Tout l'état-major est présent, ce 27 avril. Du directeur général, Jacques Hardoin, à son adjoint, Éric Leduc, en passant par les rédacteurs en chef de La Voix du Nord et de Nord Éclair, Jean-Michel Bretonnier et Jean-René Lore. Installés autour d'une grande table drapée de blanc, dans la salle voûtée du sixième étage du siège de La Voix du Nord, qui domine la Grand'Place de Lille, ils sont tous là pour présenter la nouvelle formule que les deux quotidiens régionaux du groupe belge Rossel arboreront jeudi 4 mai. « On est à J -7 », rappelle Jacques Hardoin, sur un ton où perce une légère tension, en commençant à 9 heures pétantes la conférence de presse. L'oreille tendue et l'oeil critique, la grosse vingtaine de journalistes présents tourne les pages des numéros tests exposés pour l'occasion.

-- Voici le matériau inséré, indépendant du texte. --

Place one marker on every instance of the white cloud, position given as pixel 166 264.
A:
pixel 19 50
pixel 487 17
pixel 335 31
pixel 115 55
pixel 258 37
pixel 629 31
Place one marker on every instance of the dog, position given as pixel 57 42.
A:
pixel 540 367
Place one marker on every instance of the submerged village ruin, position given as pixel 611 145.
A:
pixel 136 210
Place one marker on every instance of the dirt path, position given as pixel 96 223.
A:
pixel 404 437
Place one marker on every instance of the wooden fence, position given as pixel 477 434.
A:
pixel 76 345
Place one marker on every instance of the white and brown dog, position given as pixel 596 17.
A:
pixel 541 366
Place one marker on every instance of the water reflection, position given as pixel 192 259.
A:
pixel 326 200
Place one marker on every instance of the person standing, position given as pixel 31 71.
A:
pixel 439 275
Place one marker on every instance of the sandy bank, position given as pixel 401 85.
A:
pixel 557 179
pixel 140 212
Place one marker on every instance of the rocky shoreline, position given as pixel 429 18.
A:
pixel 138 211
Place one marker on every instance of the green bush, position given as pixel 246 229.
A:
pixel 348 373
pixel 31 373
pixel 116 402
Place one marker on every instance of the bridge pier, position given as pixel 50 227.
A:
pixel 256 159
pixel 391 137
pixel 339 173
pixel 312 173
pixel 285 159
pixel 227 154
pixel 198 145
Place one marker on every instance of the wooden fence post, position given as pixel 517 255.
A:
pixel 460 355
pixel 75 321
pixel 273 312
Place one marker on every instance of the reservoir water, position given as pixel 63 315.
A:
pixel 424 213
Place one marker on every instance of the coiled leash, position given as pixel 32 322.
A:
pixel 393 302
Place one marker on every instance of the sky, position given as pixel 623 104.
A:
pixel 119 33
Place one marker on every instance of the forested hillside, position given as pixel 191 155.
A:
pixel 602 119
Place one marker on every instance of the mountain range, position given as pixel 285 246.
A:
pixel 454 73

La nouvelle formule des deux quotidiens passe par un changement de format. Exit le « broadsheet » (grand format) difficile à manier, surtout pour les jeunes Lillois, séduits par une presse gratuite tabloïd. Mais les nouvelles dimensions affichées par La Voix du Nord et Nord Éclair - 40 cm de hauteur, 27 de largeur - sont bien en deçà de leurs ambitions. Car, ici comme ailleurs, on attend de cette petite révolution graphique et éditoriale, concoctée depuis un an par Nata Rampazzo pour la forme et par une centaine de journalistes pour le contenu, la recette miracle pour gagner de nouveaux acheteurs.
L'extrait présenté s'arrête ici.